La Grenade, au passé tumultueux

Christophe Colomb fut le premier à apercevoir, en 1498, l’île de la Grenade, tout au sud de la chaîne des Petites Antilles. À partir de 1609, l’île fut disputée, prise et reprise par les Français et les Anglais, jusqu’à ce que le traité de Paris l’attribue finalement à ces derniers en 1783. Ce passé binational a laissé des traces dans les noms de lieux : ils sont très souvent d’origine française, comme celui de la baie de Carénage, sur les bords de laquelle est construite la petite capitale, Saint-George.

Grenade a acquis son indépendance en 1975 et, à partir de 1979, une suite de coups d’État et de prises de pouvoir, conduisant à un rapprochement avec les pays communistes, en particulier Cuba, irritèrent les États-Unis qui débarquèrent en compagnie d’une force armée internationale.

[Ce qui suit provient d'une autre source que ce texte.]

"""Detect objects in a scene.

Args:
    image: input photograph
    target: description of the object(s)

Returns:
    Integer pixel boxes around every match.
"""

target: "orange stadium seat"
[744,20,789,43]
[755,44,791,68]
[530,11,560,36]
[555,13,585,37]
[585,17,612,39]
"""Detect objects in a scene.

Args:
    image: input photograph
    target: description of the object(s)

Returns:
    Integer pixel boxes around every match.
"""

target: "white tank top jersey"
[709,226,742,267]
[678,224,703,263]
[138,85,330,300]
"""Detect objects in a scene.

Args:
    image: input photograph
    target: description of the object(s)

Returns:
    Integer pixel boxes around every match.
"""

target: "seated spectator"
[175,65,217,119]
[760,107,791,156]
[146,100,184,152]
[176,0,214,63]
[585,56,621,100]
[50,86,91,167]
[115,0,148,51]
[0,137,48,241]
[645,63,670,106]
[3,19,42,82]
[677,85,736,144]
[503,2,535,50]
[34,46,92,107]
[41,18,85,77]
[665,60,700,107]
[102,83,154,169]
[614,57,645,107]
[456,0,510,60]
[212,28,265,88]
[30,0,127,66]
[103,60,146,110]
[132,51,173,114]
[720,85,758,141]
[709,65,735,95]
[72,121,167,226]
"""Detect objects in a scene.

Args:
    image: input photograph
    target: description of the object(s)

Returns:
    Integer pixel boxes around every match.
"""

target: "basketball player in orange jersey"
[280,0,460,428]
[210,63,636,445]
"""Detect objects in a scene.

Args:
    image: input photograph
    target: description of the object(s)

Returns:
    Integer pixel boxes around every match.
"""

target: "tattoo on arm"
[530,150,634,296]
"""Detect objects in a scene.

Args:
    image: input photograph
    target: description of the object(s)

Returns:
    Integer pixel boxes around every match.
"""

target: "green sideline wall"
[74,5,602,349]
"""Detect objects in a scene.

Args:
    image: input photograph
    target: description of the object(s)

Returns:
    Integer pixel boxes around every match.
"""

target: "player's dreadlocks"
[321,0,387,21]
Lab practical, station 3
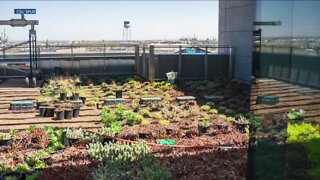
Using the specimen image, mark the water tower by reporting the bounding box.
[122,20,131,42]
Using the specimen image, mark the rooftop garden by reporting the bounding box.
[0,77,260,180]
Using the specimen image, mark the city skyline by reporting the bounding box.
[0,1,218,41]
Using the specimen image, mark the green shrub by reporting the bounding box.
[101,107,118,127]
[114,104,125,121]
[287,108,303,121]
[139,109,150,117]
[246,113,262,131]
[287,123,320,143]
[223,109,236,116]
[218,106,228,114]
[88,141,150,164]
[200,105,211,111]
[209,109,218,114]
[125,112,137,126]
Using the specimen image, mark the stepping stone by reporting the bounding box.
[176,96,196,101]
[70,100,83,107]
[139,97,161,104]
[203,95,224,101]
[9,101,33,110]
[104,98,125,105]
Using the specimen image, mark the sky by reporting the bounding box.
[0,1,219,40]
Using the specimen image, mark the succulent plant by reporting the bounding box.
[200,105,211,111]
[125,112,138,126]
[0,132,12,140]
[159,119,170,125]
[66,128,84,139]
[88,141,150,163]
[139,109,150,117]
[209,109,218,114]
[236,115,250,125]
[198,116,211,128]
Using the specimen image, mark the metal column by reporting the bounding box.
[149,45,155,81]
[204,46,208,80]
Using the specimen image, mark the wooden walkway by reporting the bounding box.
[250,79,320,122]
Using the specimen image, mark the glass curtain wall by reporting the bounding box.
[248,0,320,179]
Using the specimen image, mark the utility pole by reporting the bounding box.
[0,9,39,86]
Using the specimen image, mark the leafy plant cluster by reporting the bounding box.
[44,126,64,152]
[287,123,320,143]
[246,113,262,131]
[66,128,84,139]
[0,132,12,140]
[287,123,320,179]
[88,141,150,163]
[287,108,304,121]
[26,149,49,169]
[101,105,143,127]
[151,81,172,90]
[89,141,171,180]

Saint-George, Grand anse Bay. © Antoine, tous droits réservés

Une autre catastrophe a frappé l’île de Grenade : en 2004, un cyclone (on parle ici de « hurricane », ou d'ouragan) nommé Ivan frappa de plein fouet l’île, jusque-là réputée être située au sud de la zone à risques : de nombreux bateaux s’y réfugiaient à la saison cyclonique, entre juillet et octobre. Beaucoup furent détruits cette année-là, comme 90 % des constructions de l’île. Aujourd'hui encore, Grenade se reconstruit, mais la joie de vivre résonne dans la musique des steel-bands, et les touristes, moins nombreux, laissent du temps de loisir aux insulaires sur les belles plages de l'île. On trouve de jolis aménagements touristiques dans les baies de la côte sud, comme celui de True Blue Bay.

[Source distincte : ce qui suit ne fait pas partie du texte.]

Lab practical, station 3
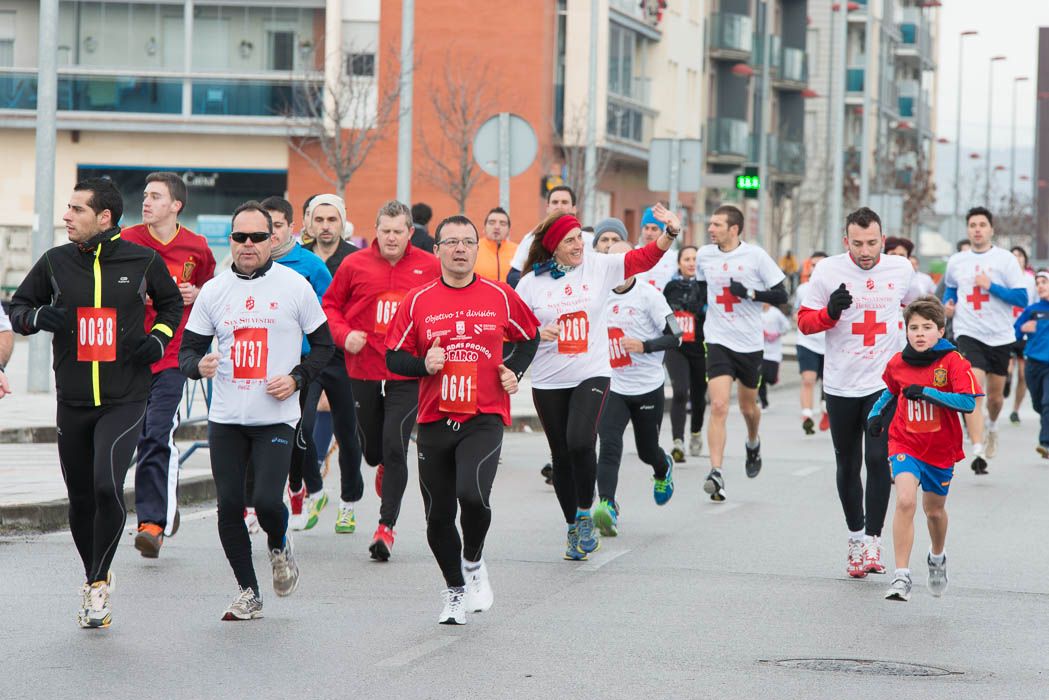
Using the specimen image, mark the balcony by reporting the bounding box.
[707,13,754,61]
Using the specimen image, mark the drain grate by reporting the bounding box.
[772,658,958,677]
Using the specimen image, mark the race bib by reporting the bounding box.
[437,362,477,413]
[673,311,695,343]
[557,311,590,355]
[608,326,634,369]
[230,328,270,379]
[77,306,116,362]
[903,399,940,432]
[376,292,404,333]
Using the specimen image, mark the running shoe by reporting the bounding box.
[652,458,673,506]
[744,441,762,479]
[437,586,466,624]
[885,572,911,602]
[335,506,357,535]
[368,523,397,561]
[576,515,601,554]
[302,489,327,530]
[670,440,685,463]
[222,588,262,622]
[270,534,299,596]
[863,537,885,574]
[594,499,619,537]
[847,539,866,578]
[134,523,164,559]
[463,559,495,613]
[703,469,725,503]
[688,432,703,457]
[564,523,586,561]
[925,554,947,598]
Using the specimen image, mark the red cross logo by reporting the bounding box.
[714,287,741,314]
[965,287,990,311]
[853,311,886,347]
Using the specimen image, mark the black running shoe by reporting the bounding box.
[747,443,762,479]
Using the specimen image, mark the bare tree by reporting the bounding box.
[420,55,494,214]
[287,51,401,195]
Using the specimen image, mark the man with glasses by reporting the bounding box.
[178,201,334,620]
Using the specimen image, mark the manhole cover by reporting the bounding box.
[773,659,957,676]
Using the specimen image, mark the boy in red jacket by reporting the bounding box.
[868,297,983,600]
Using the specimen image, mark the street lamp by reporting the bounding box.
[955,29,977,241]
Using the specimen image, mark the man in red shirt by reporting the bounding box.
[322,201,441,561]
[386,211,539,624]
[121,172,215,558]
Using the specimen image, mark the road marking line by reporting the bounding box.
[378,636,459,669]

Forêt vierge, girofle, muscade et chocolat

La plus grande partie de l'île de la Grenade est couverte d'une forêt primaire qui a repris le dessus depuis le passage d'Ivan, avec des forêts, des cascades comme les Annandale Falls, entourées d'une végétation somptueuse. On y découvre une des richesses végétales de l'île, ces curieux petits fruits rouges qui poussent sur des arbres, ce sont des clous de girofle.

L'intérieur d'une cabosse. © Antoine, tous droits réservés

Réputée également pour ses noix de muscade, l'île pratique aussi une culture dont on connait bien le produit fini mais qu'il m'a été donné, pour la première fois, de filmer lors de notre croisière : de jolis fruits oblongs, poussant à même le tronc de l'arbre, et connus sous le nom de cabosses, donnent naissance à des curieuses petites noix dont la couleur ne laisse guère présumer de ce qu'elles vont devenir... Pourtant, en les goûtant, on décèle un vague et lointain goût de chocolat.

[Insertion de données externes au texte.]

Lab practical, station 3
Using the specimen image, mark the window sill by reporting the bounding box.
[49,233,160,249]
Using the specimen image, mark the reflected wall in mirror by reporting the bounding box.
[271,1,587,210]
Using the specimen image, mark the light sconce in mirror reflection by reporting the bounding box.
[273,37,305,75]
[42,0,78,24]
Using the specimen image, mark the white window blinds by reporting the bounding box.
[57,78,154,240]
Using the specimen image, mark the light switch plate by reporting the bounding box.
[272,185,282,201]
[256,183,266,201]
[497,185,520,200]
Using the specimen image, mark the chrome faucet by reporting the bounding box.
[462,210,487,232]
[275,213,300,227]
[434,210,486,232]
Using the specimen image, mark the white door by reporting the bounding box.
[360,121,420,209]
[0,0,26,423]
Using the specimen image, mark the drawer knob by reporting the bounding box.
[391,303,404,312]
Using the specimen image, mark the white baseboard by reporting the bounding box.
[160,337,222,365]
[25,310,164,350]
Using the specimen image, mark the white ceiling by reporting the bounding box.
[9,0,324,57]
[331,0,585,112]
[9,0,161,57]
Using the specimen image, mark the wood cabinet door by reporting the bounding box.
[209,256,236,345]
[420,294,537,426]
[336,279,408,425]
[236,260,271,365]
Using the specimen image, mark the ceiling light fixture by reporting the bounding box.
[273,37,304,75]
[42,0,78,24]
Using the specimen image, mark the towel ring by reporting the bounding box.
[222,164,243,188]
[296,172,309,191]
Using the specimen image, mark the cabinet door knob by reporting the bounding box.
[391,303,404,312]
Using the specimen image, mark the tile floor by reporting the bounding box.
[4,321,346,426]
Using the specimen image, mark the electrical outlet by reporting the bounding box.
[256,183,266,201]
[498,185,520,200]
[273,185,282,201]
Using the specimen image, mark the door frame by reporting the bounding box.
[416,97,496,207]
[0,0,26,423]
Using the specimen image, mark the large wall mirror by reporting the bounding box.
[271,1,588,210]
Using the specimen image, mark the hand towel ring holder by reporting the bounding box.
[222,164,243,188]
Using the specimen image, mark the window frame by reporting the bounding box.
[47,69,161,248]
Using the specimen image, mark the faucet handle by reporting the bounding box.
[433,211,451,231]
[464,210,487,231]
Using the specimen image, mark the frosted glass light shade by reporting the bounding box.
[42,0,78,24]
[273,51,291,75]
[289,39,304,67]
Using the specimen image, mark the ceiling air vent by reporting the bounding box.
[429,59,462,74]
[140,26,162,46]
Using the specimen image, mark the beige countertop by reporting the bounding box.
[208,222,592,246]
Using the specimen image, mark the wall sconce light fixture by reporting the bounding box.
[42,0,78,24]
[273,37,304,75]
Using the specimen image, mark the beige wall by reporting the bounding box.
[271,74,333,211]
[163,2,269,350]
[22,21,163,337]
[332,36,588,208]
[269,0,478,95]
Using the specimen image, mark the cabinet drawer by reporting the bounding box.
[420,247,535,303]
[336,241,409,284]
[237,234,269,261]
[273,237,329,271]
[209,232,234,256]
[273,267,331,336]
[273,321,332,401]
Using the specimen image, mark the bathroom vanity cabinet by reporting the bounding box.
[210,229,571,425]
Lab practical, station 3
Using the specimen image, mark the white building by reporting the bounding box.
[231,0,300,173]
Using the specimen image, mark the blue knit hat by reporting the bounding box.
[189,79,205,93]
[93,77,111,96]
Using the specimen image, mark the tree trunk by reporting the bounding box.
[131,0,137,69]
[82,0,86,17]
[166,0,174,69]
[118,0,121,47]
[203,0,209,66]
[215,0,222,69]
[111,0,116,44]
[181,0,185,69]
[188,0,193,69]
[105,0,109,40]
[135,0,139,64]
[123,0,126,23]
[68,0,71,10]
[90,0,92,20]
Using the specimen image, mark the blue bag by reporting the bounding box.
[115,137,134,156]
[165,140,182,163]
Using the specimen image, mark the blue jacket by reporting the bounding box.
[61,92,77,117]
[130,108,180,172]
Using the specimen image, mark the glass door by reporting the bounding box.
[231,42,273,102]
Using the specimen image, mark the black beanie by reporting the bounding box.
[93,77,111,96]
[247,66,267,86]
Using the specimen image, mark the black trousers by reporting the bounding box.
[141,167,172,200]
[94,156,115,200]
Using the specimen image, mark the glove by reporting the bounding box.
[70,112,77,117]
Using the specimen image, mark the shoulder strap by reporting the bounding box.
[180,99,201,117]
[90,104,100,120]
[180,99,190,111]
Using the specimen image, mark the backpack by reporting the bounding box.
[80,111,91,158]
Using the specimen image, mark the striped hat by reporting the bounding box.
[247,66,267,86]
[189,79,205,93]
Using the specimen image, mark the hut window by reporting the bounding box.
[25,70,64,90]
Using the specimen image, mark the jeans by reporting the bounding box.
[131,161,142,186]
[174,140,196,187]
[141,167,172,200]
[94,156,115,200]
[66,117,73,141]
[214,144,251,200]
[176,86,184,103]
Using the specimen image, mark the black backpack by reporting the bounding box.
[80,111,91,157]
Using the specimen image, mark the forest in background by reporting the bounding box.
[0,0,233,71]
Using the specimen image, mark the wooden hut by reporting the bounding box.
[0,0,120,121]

Cabosse prête à être cueillie. © Antoine, tous droits réservés

Eh oui, dans la Chocolate Factory de Belmont, on peut suivre en détail tous les stades de la transformation de ces noix en pur chocolat : on laisse fermenter les noix six jours, puis le séchage se fait essentiellement au soleil, dans de vastes tiroirs que l'on abrite à la moindre averse. À la plantation Belmont, on peut aussi découvrir d'autres productions : l'enveloppe de la noix de muscade, le macis. On récolte aussi le kapok et un fruit remarquable : le cajou, le seul fruit dont le noyau pousse à l'extérieur du fruit.

Le rhum de Rivière Antoine

Non, ce n'est pas moi qui distille ! L'Antoine, qui a donné son nom à cette rhumerie, devait être un colon de l'époque où Grenade était française. À Belmont, dans une propriété ornée de resplendissants flamboyants, on distille encore le rhum de manière traditionnelle. La canne à sucre entièrement coupée à la main est apportée à cet antique moulin. On met de côté la bagasse, résidu du pressage qui sert de combustible. La mécanique du moulin est mue par une roue à aubes, et le jus qui s'écoule est considéré ici comme de l'or liquide. Dégustez avec plaisir le produit de la fermentation de ce « liquid gold » mais, bien sûr, n'oubliez pas le premier commandement : « Consommez avec modération » !

La sublime île de Carriacou. © Lloyd Morgan, Wikimedia Commons, CC 2.0

L'État de Grenade comporte aussi deux petites îles, Carriacou et Petit Martinique, qui font géographiquement partie de l'archipel des Grenadines, dont toutes les autres îles dépendent de la grande île de Saint-Vincent, plus au nord.